Image: COBie QC report – the aim is to have a zero error count in the right hand column (click to enlarge)
10. Use the IFC and/or COBie to test required software solutions
Now that the IFC and COBie have been fully tested they can be used by others to test, and configure their software solution as required.
They can make sure that any configurations that are required are done well in advance of receiving the files they will ultimately receive. As mentioned earlier it also allows any missing requirements to be identified earlier in a project.
The process also allows any deficiencies in the receiving software to be identified. Again this may mean adjusting the information requirements to suit.
Equally this process may identify that a software solution simply isn’t suitable to use the datasets. This might for example mean that COBie won’t exchange directly into the proposed CAFM solution. With the test files these issues will be known well before handover and allow the CAFM solution to fix the issues, a workaround to be developed or more radically for a Facilities Management team to change solutions completely.
IFCs can be opened in viewing software such as KUBUS’s BIMcollab ZOOM.
Image: IFC opened in BIMcollab ZOOM (click to enlarge)
With a correct approach to IFC, geometry and data can be transferred from one authoring tool to another. Below is an example of the IFC created using Autodesk Revit and then opened in GRAPHISOFT ARCHICAD. All the geometry and data is transferred and appears in ARCHICAD’s IFC Project Manager exactly the same as if the same data had been created natively. Both the geometry and data can be then edited if required and a new IFC created if needed.
Image: IFC created with Autodesk Revit opened in GRAPHISOFT ARCHICAD (click to enlarge)
Bond Bryan have used this workflow for taking surveyors models provided as IFC (originally created in Autodesk Revit) to then develop further for design. This workflow is called ‘Design Transfer’ in IFC4 and will improve as vendors implement IFC4 and users request more transfer functionality to buildingSMART. The point though is this already happens today and is only really efficient and effective where consistent open standards are utilised by all stakeholders.
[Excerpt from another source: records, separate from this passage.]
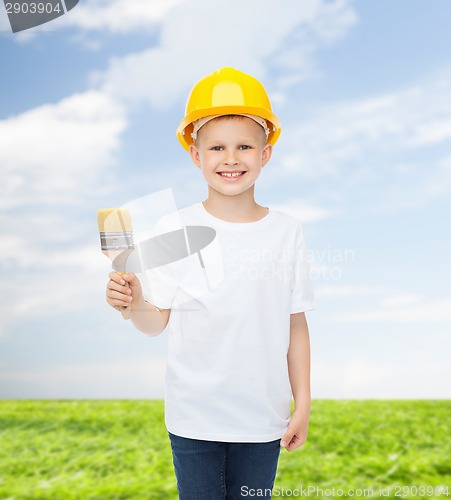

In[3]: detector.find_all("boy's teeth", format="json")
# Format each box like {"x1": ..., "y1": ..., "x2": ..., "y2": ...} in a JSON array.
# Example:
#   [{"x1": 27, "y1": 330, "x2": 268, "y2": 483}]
[{"x1": 219, "y1": 172, "x2": 243, "y2": 177}]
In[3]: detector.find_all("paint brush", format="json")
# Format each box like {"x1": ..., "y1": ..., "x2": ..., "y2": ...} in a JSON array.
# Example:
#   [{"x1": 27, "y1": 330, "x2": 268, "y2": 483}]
[{"x1": 97, "y1": 208, "x2": 135, "y2": 319}]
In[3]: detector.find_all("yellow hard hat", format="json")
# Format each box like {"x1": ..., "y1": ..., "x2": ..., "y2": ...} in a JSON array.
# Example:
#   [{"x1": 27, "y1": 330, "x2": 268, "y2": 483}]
[{"x1": 177, "y1": 68, "x2": 281, "y2": 151}]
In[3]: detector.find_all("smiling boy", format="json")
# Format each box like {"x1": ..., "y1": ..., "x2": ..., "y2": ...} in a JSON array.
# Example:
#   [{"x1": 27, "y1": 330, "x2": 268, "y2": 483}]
[{"x1": 107, "y1": 68, "x2": 314, "y2": 500}]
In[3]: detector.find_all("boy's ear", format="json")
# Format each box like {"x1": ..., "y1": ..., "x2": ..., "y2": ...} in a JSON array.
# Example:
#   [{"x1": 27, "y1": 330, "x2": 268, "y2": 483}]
[
  {"x1": 262, "y1": 142, "x2": 272, "y2": 168},
  {"x1": 189, "y1": 144, "x2": 200, "y2": 168}
]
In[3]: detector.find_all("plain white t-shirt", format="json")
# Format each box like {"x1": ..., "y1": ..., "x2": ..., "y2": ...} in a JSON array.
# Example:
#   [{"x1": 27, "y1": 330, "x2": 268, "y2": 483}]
[{"x1": 142, "y1": 202, "x2": 315, "y2": 442}]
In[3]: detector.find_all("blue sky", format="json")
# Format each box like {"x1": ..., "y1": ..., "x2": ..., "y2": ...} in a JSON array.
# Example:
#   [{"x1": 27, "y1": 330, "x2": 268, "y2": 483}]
[{"x1": 0, "y1": 0, "x2": 451, "y2": 398}]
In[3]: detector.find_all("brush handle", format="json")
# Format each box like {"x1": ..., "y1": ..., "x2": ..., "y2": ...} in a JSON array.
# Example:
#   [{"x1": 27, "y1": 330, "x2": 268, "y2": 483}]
[{"x1": 119, "y1": 273, "x2": 132, "y2": 319}]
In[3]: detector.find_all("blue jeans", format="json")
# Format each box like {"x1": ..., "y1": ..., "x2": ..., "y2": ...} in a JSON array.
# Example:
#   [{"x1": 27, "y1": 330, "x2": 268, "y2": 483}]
[{"x1": 168, "y1": 432, "x2": 280, "y2": 500}]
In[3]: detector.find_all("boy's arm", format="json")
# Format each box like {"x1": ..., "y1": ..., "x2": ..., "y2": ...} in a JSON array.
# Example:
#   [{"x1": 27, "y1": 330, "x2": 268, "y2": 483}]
[
  {"x1": 280, "y1": 312, "x2": 311, "y2": 451},
  {"x1": 107, "y1": 272, "x2": 171, "y2": 336}
]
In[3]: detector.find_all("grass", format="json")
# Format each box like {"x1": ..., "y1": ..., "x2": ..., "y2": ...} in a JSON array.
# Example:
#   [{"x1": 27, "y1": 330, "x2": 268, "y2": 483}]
[{"x1": 0, "y1": 400, "x2": 451, "y2": 500}]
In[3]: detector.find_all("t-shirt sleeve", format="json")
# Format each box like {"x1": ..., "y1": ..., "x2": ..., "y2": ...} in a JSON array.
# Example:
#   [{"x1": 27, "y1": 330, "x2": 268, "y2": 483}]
[{"x1": 290, "y1": 222, "x2": 315, "y2": 314}]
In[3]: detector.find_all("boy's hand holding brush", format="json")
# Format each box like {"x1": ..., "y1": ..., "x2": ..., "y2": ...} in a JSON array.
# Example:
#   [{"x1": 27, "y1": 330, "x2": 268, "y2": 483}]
[{"x1": 97, "y1": 208, "x2": 171, "y2": 335}]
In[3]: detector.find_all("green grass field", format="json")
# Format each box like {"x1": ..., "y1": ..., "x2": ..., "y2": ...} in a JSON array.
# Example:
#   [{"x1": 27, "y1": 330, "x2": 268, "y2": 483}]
[{"x1": 0, "y1": 400, "x2": 451, "y2": 500}]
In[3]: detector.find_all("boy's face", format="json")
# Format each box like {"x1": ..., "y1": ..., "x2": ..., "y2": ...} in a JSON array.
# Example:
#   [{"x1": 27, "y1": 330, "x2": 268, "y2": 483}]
[{"x1": 190, "y1": 116, "x2": 272, "y2": 200}]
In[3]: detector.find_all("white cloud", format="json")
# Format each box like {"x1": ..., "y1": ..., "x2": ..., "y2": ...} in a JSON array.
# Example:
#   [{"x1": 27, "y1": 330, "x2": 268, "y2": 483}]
[
  {"x1": 327, "y1": 298, "x2": 451, "y2": 323},
  {"x1": 0, "y1": 357, "x2": 166, "y2": 399},
  {"x1": 61, "y1": 0, "x2": 186, "y2": 34},
  {"x1": 0, "y1": 91, "x2": 127, "y2": 209},
  {"x1": 281, "y1": 69, "x2": 451, "y2": 212},
  {"x1": 272, "y1": 199, "x2": 336, "y2": 223},
  {"x1": 0, "y1": 91, "x2": 127, "y2": 332},
  {"x1": 92, "y1": 0, "x2": 356, "y2": 107},
  {"x1": 312, "y1": 356, "x2": 450, "y2": 399},
  {"x1": 315, "y1": 285, "x2": 387, "y2": 299}
]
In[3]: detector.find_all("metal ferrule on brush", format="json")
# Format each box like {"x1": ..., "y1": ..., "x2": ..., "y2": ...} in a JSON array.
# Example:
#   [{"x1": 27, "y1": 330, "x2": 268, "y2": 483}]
[{"x1": 100, "y1": 231, "x2": 135, "y2": 251}]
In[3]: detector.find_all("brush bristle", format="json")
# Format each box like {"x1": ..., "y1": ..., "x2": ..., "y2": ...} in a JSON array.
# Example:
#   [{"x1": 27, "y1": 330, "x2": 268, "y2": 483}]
[{"x1": 97, "y1": 208, "x2": 133, "y2": 233}]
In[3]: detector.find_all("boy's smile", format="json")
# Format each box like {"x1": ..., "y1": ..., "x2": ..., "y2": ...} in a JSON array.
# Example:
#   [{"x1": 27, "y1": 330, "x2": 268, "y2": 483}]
[{"x1": 190, "y1": 116, "x2": 272, "y2": 200}]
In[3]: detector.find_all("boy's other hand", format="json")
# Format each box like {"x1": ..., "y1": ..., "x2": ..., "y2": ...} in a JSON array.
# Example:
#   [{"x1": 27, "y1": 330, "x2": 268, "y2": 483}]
[
  {"x1": 106, "y1": 271, "x2": 142, "y2": 311},
  {"x1": 280, "y1": 410, "x2": 309, "y2": 451}
]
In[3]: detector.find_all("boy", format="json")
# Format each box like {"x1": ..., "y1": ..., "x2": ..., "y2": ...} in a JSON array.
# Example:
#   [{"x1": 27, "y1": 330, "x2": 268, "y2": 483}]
[{"x1": 107, "y1": 68, "x2": 314, "y2": 500}]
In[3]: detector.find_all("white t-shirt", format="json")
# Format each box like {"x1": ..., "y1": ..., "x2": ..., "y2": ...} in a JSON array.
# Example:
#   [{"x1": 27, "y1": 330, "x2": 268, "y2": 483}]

This openBIM workflow is key to ensuring we all can use the tools we want to and ensuring that the geometry and data can be reused both in the short and long term.
Building test files isn’t essential to the success of a project utilising BIM processes but it does provide a more robust process to ensure reliable data exchange and ensure that the data meets all stakeholders needs well before it may become an issue later in a project. All too often we hear about data not being used far too late in a project stage. This doesn’t allow us to correct the processes and this means often the best of intentions to make the most of BIM are abandoned for slower traditional processes.
Implementing a testing regime, before project discipline models are produced, means that having robust (quality controlled), reliable (no loss of required data) and reusable (built to open standards) data becomes far more of a certainty for projects. This ultimately means all stakeholders have more trust and belief in the data they are receiving. With this trust they are more likely to be able to increase their use of the data to improve their own data outputs. Better outputs can ultimately lead of course to better outcomes for our built assets.
Of course the test files is just another part of developing robust processes that are repeatable from one project to the next. The next challenge is to get authors to deliver the same high quality outputs as the test files but this is far easier when you know its actually achievable before you start!